Nonlinear analysis of the baroreceptor reflex system.

Abstract

The regulation of blood pressure by the baroreceptor reflex was examined in anesthetized dogs. The receptor feedback path was broken by surgical intervention, the input (carotid sinus pressure) was controlled by an external servo system, and simultaneous records of input and output (systemic arterial pressure) were obtained. A variety of pressure waveforms were applied to the carotid sinus so that the nonlinear behavior could be explored thoroughly. Most of the input waveforms consisted of relatively small signals about an operating point in the normal blood pressure range. The nonlinear behavior of the reflex was illustrated in a number of ways. Square waves, sinusoids, and short pulses produced asymmetric arterial pressure waveforms. An overshoot in the arterial pressure always followed the rising edge of the input square wave, but was generally absent following the negative-going part of the square wave. Either positive or negative pulses caused a transient drop in arterial pressure. The sinusoidal response was often distorted, with the falling portion of the output waveform steeper than the rising portion.

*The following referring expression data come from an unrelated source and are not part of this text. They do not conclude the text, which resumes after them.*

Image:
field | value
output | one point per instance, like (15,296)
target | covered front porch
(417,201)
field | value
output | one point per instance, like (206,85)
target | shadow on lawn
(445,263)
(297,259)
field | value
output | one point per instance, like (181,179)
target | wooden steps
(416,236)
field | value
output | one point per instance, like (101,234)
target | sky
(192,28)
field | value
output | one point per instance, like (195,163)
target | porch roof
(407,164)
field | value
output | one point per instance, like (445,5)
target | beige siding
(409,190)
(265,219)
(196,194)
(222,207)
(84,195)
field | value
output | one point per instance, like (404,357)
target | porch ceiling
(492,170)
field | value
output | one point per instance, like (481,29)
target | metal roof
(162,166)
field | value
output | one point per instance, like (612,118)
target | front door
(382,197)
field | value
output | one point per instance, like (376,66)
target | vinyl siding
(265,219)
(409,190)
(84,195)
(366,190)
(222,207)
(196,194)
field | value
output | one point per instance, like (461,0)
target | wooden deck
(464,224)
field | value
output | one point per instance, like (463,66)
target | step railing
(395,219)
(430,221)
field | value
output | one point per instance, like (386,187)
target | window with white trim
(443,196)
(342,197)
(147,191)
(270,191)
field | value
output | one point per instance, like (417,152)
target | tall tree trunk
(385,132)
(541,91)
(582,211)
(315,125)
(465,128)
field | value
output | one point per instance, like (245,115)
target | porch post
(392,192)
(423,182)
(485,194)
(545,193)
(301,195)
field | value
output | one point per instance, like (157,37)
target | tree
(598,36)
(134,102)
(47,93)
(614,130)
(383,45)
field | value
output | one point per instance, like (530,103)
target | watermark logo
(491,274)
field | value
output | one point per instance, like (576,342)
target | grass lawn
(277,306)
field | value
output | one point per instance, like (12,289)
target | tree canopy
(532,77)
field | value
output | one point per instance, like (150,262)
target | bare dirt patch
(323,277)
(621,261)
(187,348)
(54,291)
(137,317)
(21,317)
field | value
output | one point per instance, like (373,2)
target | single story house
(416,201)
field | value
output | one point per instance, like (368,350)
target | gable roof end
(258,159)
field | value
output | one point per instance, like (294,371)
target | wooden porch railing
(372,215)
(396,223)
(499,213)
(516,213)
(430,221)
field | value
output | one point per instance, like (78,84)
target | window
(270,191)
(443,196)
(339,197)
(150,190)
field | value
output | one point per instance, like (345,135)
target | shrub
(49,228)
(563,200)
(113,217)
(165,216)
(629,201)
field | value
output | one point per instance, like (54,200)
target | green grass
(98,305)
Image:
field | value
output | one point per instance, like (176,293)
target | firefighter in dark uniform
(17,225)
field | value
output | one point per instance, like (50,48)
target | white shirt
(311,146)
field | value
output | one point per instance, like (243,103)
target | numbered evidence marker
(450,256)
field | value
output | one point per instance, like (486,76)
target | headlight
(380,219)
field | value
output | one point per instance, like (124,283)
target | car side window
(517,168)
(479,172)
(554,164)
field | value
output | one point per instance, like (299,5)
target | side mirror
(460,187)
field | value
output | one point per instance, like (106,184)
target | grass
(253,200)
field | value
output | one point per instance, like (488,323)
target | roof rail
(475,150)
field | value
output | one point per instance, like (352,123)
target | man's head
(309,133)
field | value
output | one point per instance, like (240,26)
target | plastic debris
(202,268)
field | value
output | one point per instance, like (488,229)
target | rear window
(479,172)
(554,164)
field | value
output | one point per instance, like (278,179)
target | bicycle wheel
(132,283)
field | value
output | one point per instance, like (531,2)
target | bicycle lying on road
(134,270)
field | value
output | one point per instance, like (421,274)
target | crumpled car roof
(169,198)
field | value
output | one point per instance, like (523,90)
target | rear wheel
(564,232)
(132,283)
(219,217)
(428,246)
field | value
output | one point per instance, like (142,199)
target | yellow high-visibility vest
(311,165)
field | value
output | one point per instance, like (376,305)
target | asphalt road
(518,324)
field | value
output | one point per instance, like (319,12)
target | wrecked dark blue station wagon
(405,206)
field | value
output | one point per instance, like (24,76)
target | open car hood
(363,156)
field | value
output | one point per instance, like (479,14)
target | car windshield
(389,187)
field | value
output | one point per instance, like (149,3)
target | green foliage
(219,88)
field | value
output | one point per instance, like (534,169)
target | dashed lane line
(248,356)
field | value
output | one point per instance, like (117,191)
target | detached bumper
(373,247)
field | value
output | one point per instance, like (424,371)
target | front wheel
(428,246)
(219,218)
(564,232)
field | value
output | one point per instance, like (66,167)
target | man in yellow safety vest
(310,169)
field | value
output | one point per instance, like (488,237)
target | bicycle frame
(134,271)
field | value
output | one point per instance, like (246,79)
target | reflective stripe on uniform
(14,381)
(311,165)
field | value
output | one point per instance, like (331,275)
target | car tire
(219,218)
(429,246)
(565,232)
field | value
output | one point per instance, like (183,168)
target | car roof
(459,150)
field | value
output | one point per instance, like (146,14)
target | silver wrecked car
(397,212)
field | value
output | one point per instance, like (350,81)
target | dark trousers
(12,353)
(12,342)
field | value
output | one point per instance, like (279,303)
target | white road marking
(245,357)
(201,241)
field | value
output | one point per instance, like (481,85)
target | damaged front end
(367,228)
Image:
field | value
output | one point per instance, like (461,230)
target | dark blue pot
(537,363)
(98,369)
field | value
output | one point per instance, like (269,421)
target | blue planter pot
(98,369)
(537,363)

The system behaved as a rectifier, or envelope-detector, as illustrated by 1) the decrease in mean arterial pressure when either the amplitude or the frequency of a sinusoidal input was increased and 2) the appearance in the arterial pressure waveform of a component correlated with the envelope of a modulated carrier. Another nonlinear phenomenon was the decrease in low-frequency sinusoidal gain caused by the addition of a high-frequency sinusoid to the sinus pressure waveform. This behavior indicates that if closed loop behavior in the intact animal is to be predicted from the open loop sinewave response, the effects of the cardiac pressure pulse must be considered. A model was constructed from standard electronic components to simulate the input-output behavior of the baroreceptor reflex. The model was able to simulate the response to high- and low-frequency sinusoids and to reproduce the essential features of the square-wave and pulse responses. On this basis the model was considered adequate for simulating the performance of the baroreceptor reflex in certain open loop and closed loop situations.